O’Malley on Monday downplayed several days of vocal criticism from Rep. Donna F. Edwards (D), who would no longer represent the county and who has charged that the proposal would dilute the voting power of blacks, Hispanics and Asians in the majority-minority county. The measure is expected to pass the Senate on Tuesday and go to the House of Delegates.

‘Narrow criticism’

The governor tried to turn attention to another idea — a plan to raise the state’s gas tax and potentially other revenue to help create jobs. When asked about comments by Edwards, he called his plan “fair and balanced” and cast complaints by Edwards and a handful of other African American and Hispanic lawmakers in Montgomery as “a very, very narrow criticism, not held by the vast majority.”

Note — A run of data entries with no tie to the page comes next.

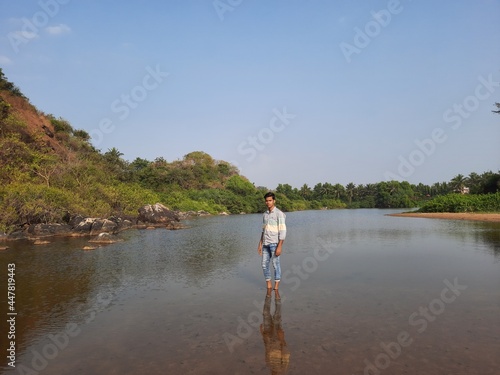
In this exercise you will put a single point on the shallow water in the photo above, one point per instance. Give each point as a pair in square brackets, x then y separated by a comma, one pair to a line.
[361, 293]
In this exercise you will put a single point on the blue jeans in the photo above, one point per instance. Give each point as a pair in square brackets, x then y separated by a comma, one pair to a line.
[268, 253]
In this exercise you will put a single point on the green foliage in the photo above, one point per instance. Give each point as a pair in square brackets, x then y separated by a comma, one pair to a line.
[9, 86]
[35, 203]
[61, 125]
[463, 203]
[39, 185]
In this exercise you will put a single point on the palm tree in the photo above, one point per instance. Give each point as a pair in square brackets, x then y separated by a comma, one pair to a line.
[458, 183]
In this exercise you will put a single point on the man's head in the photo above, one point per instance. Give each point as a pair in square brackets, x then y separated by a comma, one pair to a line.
[270, 199]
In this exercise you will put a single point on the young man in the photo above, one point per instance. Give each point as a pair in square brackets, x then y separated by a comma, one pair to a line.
[271, 240]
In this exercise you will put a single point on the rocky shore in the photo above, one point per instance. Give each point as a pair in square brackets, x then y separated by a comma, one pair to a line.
[149, 216]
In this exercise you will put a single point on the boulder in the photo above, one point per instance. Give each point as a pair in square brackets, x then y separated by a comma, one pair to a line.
[105, 238]
[46, 230]
[157, 214]
[103, 225]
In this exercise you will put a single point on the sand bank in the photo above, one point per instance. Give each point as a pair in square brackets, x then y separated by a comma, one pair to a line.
[494, 217]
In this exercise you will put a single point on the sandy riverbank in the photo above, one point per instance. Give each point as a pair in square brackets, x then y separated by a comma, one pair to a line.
[493, 217]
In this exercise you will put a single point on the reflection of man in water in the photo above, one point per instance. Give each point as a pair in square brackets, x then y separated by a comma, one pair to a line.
[277, 353]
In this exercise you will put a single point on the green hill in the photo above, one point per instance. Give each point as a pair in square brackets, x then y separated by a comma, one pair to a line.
[50, 171]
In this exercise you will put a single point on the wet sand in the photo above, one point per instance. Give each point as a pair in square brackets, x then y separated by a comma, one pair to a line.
[491, 217]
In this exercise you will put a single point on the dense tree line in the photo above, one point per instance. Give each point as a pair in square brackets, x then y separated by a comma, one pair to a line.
[50, 180]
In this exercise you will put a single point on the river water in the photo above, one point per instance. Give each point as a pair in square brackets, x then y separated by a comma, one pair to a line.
[361, 293]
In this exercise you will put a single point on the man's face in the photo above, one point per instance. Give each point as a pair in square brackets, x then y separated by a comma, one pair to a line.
[270, 202]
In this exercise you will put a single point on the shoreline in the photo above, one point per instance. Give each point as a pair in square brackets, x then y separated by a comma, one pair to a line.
[488, 216]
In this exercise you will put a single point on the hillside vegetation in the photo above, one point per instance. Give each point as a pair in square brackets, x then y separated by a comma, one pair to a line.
[50, 171]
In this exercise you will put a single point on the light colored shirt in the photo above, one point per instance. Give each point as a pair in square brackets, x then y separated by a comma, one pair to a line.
[273, 226]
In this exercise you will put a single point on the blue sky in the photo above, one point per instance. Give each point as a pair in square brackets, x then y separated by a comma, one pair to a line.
[289, 91]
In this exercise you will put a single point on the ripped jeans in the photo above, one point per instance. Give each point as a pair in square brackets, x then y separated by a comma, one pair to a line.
[268, 253]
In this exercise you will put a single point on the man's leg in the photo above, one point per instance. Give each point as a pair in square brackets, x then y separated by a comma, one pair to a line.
[266, 259]
[277, 269]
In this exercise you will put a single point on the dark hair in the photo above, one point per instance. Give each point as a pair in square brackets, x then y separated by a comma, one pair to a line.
[270, 194]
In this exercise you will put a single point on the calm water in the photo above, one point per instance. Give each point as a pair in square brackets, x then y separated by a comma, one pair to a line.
[361, 293]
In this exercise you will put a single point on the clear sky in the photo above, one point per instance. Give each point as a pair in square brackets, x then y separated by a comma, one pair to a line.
[289, 91]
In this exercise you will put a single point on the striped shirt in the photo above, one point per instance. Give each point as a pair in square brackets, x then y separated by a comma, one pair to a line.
[273, 226]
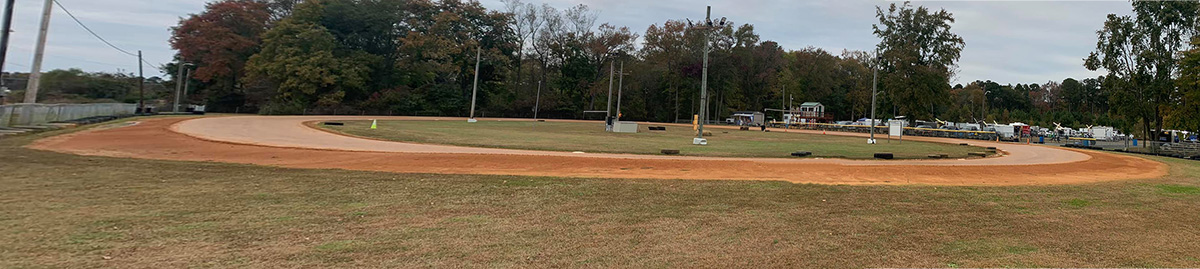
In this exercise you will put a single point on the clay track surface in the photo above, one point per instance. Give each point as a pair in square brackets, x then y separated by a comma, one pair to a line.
[289, 142]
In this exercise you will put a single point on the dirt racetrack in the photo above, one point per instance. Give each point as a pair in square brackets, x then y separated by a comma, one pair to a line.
[288, 142]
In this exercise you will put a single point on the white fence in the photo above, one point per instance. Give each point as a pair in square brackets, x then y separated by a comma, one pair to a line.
[41, 113]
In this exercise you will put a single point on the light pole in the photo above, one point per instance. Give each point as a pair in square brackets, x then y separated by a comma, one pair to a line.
[474, 89]
[179, 84]
[537, 103]
[983, 108]
[621, 85]
[875, 85]
[707, 28]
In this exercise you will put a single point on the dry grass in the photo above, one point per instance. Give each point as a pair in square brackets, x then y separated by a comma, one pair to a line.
[591, 137]
[67, 211]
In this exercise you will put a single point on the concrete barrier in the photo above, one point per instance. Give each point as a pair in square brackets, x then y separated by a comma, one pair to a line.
[41, 113]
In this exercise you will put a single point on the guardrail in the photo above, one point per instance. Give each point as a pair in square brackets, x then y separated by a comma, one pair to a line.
[883, 130]
[23, 114]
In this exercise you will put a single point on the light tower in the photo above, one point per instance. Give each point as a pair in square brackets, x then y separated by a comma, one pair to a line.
[707, 28]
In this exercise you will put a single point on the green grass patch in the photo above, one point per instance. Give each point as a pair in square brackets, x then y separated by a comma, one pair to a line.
[1179, 189]
[591, 137]
[341, 245]
[1079, 203]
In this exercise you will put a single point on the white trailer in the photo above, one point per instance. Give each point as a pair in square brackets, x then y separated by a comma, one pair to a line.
[1103, 132]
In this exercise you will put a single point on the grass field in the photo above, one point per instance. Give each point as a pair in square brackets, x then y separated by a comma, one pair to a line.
[75, 211]
[592, 138]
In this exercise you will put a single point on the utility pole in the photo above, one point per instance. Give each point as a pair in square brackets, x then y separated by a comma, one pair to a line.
[187, 73]
[983, 108]
[4, 36]
[875, 85]
[621, 84]
[479, 53]
[609, 108]
[179, 84]
[142, 85]
[35, 73]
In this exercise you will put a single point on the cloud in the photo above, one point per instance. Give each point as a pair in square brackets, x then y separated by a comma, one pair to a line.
[1007, 41]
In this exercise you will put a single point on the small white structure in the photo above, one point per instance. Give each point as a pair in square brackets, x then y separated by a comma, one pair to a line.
[811, 109]
[1103, 132]
[625, 126]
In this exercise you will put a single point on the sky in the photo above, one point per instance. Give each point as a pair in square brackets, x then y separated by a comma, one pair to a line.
[1006, 41]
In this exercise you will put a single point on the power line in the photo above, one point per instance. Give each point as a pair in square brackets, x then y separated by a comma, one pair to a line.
[93, 33]
[102, 39]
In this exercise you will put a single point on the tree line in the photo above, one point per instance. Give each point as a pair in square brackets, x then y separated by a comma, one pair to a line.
[418, 58]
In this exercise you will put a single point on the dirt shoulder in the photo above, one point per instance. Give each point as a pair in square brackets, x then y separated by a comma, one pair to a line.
[155, 138]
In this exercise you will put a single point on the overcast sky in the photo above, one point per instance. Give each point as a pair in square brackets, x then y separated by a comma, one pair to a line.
[1006, 41]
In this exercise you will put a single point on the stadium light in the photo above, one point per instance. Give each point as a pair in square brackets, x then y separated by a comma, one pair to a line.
[707, 28]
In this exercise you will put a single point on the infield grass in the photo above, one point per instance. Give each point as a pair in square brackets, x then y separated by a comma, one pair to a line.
[591, 137]
[63, 210]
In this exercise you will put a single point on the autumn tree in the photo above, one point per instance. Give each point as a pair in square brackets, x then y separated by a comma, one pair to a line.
[919, 52]
[220, 41]
[1140, 54]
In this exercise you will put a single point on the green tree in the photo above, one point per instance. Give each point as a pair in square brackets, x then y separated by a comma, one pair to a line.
[918, 52]
[1187, 115]
[1139, 53]
[298, 59]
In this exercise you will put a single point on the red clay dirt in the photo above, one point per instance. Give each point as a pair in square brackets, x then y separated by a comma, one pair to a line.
[277, 142]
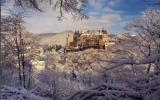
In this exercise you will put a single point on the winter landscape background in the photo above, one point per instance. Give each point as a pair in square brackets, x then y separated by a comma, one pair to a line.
[34, 65]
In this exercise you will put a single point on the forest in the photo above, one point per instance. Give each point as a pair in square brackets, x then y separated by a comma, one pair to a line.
[32, 70]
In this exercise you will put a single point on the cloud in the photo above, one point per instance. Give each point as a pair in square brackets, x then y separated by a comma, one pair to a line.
[47, 21]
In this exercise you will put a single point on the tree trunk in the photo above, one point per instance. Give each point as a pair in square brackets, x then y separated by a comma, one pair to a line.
[149, 65]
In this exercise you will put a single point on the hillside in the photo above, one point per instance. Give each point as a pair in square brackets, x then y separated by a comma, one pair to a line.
[54, 38]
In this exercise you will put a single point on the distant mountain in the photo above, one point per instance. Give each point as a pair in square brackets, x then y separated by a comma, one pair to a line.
[54, 38]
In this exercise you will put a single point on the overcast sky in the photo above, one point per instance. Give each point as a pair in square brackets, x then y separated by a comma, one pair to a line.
[111, 15]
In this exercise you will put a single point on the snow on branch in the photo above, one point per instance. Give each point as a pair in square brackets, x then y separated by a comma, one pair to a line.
[119, 63]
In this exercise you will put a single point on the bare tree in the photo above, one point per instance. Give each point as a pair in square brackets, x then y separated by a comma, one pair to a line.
[21, 44]
[74, 7]
[147, 28]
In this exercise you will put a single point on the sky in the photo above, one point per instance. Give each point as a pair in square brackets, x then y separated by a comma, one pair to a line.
[111, 15]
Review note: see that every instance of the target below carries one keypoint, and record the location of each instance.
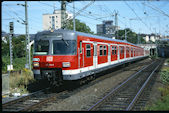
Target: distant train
(65, 55)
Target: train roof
(65, 31)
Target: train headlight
(35, 64)
(66, 64)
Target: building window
(88, 50)
(101, 50)
(105, 50)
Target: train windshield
(41, 47)
(64, 47)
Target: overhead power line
(157, 9)
(137, 15)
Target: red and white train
(67, 55)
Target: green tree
(80, 26)
(5, 48)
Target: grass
(19, 82)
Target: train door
(121, 52)
(95, 55)
(81, 56)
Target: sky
(145, 16)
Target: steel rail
(118, 87)
(21, 98)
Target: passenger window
(101, 50)
(105, 50)
(88, 50)
(113, 48)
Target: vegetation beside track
(163, 102)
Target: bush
(164, 75)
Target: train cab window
(105, 50)
(41, 47)
(101, 50)
(88, 50)
(66, 47)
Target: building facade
(53, 21)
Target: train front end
(54, 52)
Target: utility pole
(116, 23)
(63, 16)
(74, 26)
(28, 59)
(10, 67)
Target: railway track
(30, 102)
(127, 95)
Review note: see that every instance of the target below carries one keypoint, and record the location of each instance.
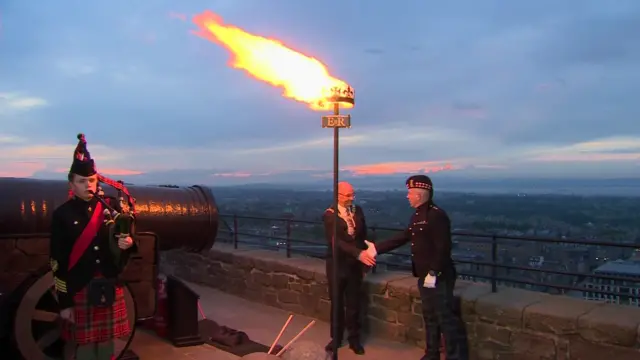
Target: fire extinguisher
(160, 319)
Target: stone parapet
(509, 324)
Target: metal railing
(497, 274)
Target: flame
(302, 78)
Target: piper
(87, 256)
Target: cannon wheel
(36, 324)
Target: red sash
(87, 236)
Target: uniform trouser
(440, 318)
(100, 351)
(348, 299)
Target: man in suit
(353, 262)
(429, 232)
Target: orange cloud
(240, 174)
(490, 167)
(232, 174)
(108, 171)
(21, 168)
(389, 168)
(588, 157)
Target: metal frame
(491, 239)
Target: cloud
(233, 175)
(20, 168)
(399, 168)
(13, 101)
(486, 86)
(599, 150)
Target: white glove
(371, 248)
(430, 282)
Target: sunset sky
(476, 88)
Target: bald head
(346, 194)
(344, 187)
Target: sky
(476, 89)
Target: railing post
(288, 238)
(494, 259)
(374, 238)
(235, 231)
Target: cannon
(168, 217)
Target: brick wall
(509, 324)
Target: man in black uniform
(86, 259)
(353, 262)
(430, 234)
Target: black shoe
(356, 347)
(329, 347)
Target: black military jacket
(67, 223)
(349, 247)
(430, 234)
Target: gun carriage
(166, 217)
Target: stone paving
(262, 323)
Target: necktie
(350, 223)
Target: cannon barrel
(182, 217)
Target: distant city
(610, 218)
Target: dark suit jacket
(429, 232)
(349, 247)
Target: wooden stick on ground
(281, 332)
(296, 338)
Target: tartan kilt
(97, 324)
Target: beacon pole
(337, 121)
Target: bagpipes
(118, 222)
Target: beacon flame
(301, 77)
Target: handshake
(368, 257)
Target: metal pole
(334, 288)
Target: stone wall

Edwards attempted to undermine support for O’Malley’s plan on Monday by proposing an alternative map that she said would maintain her current percentage of African American voters and allow her to continue to represent eastern Montgomery.

The plan was met with immediate criticism, however, with several state lawmakers saying they viewed it as little more than a scheme to insulate Edwards from a potential primary challenge from other politicians in Prince George’s County, where her district would be heavily concentrated in the future.

“How is this any better?” asked state Sen. Victor Ramirez (D-Prince George’s), who questioned why Edwards’s plan only marginally changed the percentage of Hispanic voters in each district, doing little to let the growing voter block in the Washington region attempt to elect a federal lawmaker.

Democratic lawmakers also rebuffed harsh criticism from the League of Women Voters of Maryland, Common Cause and a handful of residents who testified before a joint committee conducting the final public hearing on the plan. Most said they were appalled at the blatant partisanship that appeared to be driving the plan. Others said that devising districts to tilt the state’s current 6 to 2 majority for Democrats to 7 and 1 would further polarize an already paralyzed Congress.